The plugin xpi can be found here: https://www.squarefree.com/extensions/domFuzzLite3.xpi You can also do it by copying the contents of this extension directory[1] in to <firefox_profile_dir>/extensions/domfuzz@squarefree.com/ You can also use ffpuppet[2] to simplify launching the browser with a fresh temporary profile and cleaning up after. It can install the extension automatically. I'd recommend using ffpuppet because it prevents breaking your existing profile when using custom prefs.js and extensions. I use ffpuppet and so does our automation. [1] https://github.com/MozillaSecurity/domfuzz/tree/master/dom/extension [2] https://github.com/MozillaSecurity/ffpuppet

This is a safe crash, but I'm a little concerned that this code crashes so easily.

here's a stack of the error: 1) handling child document fails to bind and gets shutdown [1] 2) then MaybeShutdownAccService shutdowns the accessibility service [2], I assume because GC collected all stuff and there's no reason to keep a11y running 3) we've got shutdown on the run -> crash An easy fix would be to add a mDocument null check after each child document shutdown. On the other hand I'm not 100% sure there's nothing bogus here. So that if that was the garbage collector who's cleared all stuff, then I would expect the total shutdown happens having GC stuff on the stack, but we have WillRefresh which is in a good state (mDocument is not null), which indicates that a11y is still running. [1] https://dxr.mozilla.org/mozilla-central/source/accessible/base/NotificationController.cpp#763 [2] https://dxr.mozilla.org/mozilla-central/source/accessible/base/nsAccessibilityService.cpp?q=MaybeShutdownAccService&redirect_type=direct#1826

Ok, here's no-GC-on-stack issue explanation. GC kills XPCOM's accessibility service, it schedules a11y shutdown in 100ms [1], and then WillRefresh triggers right before the scheduled shutdown. Not yet clear, why child document fails to bind, since technically nothing shutdowns accessibility yet. [1] https://dxr.mozilla.org/mozilla-central/source/accessible/xpcom/xpcAccessibilityService.cpp?q=mShutdownTimer-%3EInitWithFuncCallback%28ShutdownCallback%2C+this%2C+100%2C&redirect_type=single#82

cc'ing Eithan for ideas.

I think my fix in bug 1330765 may remedy this too..

This appears to be fixed, I haven't seen it since the patch in bug 1330765 landed. How should we close this one? as a dup?

Yup, makes sense. If this pops up again, open a new bug.

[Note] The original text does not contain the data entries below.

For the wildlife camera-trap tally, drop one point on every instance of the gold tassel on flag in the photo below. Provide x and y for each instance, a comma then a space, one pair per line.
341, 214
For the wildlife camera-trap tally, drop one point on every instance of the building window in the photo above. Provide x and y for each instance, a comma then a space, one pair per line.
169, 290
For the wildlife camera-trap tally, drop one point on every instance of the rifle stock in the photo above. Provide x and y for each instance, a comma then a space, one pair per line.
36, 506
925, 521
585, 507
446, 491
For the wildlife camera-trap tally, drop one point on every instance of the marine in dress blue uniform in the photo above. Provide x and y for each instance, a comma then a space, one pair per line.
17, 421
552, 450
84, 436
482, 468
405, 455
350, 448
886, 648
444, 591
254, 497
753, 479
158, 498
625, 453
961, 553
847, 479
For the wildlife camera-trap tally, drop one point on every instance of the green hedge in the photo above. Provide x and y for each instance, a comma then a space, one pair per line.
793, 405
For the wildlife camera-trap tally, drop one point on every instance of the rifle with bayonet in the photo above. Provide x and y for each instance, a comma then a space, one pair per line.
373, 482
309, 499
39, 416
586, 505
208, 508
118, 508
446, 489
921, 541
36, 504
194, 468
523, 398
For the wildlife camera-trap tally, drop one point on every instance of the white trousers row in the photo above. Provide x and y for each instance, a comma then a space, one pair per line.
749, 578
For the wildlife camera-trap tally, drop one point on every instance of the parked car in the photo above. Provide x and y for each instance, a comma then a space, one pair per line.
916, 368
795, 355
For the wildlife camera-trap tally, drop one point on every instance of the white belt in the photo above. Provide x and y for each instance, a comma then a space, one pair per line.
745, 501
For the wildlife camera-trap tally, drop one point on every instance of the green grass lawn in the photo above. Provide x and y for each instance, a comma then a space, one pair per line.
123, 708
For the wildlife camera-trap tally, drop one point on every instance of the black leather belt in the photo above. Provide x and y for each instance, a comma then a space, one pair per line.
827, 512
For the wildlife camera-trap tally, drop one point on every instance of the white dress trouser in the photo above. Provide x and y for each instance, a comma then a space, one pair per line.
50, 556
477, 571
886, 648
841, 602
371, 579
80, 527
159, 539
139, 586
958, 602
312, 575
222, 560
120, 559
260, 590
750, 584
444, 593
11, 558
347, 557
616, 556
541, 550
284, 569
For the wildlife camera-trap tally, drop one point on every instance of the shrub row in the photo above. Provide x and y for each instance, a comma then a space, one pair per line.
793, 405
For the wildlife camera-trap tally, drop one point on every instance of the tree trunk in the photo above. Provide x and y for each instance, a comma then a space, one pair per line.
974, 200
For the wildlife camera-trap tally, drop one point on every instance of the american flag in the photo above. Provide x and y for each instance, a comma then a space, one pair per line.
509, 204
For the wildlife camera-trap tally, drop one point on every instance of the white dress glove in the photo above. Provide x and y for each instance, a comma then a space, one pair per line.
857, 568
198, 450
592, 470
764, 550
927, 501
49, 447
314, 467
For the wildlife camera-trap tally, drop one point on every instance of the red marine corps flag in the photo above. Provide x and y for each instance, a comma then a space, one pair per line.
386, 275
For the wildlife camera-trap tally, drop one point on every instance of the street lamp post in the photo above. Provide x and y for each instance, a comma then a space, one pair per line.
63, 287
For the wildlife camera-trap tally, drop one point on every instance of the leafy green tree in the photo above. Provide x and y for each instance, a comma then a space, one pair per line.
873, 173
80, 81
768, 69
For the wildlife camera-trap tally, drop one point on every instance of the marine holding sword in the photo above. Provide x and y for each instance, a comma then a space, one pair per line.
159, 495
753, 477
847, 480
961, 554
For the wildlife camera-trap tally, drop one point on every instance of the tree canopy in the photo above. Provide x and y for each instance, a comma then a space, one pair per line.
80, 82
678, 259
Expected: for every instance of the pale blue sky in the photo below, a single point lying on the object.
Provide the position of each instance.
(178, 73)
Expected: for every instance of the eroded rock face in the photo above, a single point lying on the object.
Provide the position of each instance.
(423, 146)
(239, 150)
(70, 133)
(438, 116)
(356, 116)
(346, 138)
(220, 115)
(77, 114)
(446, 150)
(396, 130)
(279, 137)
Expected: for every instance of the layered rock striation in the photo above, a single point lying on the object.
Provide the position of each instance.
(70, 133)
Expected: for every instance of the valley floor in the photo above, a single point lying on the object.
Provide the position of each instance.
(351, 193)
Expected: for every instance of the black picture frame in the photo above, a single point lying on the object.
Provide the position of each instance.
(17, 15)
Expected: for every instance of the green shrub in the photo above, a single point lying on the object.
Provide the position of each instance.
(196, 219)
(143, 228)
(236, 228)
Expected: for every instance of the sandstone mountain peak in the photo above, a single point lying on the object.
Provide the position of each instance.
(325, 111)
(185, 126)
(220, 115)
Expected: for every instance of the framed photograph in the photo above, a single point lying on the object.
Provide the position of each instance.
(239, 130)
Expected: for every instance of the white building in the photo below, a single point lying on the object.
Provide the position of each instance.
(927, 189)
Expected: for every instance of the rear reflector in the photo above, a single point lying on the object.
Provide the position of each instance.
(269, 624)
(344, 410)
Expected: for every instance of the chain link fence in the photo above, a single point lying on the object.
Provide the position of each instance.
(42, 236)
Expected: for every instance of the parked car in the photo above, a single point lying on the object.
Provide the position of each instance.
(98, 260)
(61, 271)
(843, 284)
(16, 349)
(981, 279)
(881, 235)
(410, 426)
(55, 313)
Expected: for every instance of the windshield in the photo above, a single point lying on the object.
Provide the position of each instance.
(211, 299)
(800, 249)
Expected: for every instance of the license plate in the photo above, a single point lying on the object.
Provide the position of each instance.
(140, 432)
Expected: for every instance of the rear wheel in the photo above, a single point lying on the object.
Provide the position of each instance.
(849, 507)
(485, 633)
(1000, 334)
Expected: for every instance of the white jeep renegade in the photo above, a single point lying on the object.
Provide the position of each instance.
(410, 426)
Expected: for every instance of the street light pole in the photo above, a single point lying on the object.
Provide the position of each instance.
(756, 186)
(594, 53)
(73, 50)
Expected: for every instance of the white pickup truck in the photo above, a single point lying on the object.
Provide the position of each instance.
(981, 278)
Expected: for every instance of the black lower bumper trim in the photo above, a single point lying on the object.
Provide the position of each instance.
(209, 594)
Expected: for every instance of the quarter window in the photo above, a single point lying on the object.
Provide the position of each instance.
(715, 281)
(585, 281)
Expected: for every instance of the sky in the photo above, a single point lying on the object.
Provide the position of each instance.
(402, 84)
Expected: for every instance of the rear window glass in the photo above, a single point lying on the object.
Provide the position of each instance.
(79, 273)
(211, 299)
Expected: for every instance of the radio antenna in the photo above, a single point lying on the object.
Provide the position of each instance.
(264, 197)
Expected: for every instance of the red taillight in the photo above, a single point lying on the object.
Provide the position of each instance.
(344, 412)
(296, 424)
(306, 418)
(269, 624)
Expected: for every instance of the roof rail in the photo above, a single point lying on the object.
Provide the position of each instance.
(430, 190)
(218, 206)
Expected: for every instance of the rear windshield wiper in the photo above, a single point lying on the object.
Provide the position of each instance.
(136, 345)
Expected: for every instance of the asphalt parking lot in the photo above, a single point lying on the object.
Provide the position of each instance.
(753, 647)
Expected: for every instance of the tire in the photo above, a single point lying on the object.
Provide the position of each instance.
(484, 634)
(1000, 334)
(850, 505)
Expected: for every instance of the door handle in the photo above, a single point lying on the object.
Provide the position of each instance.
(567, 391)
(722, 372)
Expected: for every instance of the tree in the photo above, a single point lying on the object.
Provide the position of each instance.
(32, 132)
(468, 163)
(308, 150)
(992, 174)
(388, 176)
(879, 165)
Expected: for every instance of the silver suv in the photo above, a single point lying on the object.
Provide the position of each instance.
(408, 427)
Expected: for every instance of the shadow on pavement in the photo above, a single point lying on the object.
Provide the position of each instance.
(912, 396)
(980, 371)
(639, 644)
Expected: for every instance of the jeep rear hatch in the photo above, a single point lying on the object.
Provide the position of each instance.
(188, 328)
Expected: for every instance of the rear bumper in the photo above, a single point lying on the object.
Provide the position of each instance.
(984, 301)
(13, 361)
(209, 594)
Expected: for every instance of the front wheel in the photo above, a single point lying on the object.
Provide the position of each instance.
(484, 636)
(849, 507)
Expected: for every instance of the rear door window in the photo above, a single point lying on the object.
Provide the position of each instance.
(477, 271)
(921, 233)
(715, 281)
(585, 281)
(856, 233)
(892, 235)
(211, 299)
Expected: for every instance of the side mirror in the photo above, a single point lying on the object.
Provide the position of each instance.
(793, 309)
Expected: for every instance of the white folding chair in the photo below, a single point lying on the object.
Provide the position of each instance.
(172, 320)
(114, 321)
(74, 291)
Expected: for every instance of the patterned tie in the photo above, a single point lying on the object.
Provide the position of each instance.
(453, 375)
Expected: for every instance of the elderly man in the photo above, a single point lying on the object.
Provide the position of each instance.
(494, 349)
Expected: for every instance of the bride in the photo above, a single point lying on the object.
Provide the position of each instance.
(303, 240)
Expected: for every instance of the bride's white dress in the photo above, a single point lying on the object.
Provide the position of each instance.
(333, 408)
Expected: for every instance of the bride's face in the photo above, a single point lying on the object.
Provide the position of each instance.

sorry for being nitpicky here, but it doesn't seem a dupe, at least because they have different stack traces. I'm good to call it fixed if you cannot reproduce it any longer, however it's not that obvious with me how bug 1330765 helps it.

It would be good to get some consensus here just to make sure we're not missing anything. Can you please expand on why bug 1330765 may have solved this?

(In reply to Ryan VanderMeulen [:RyanVM] from comment #11) > It would be good to get some consensus here just to make sure we're not > missing anything. Can you please expand on why bug 1330765 may have solved > this? The case seems to be similar: sub-documents loaded while starting and stopping a11y. Also, I am only able to reproduce this crash when I revert the patch from bug 1330765.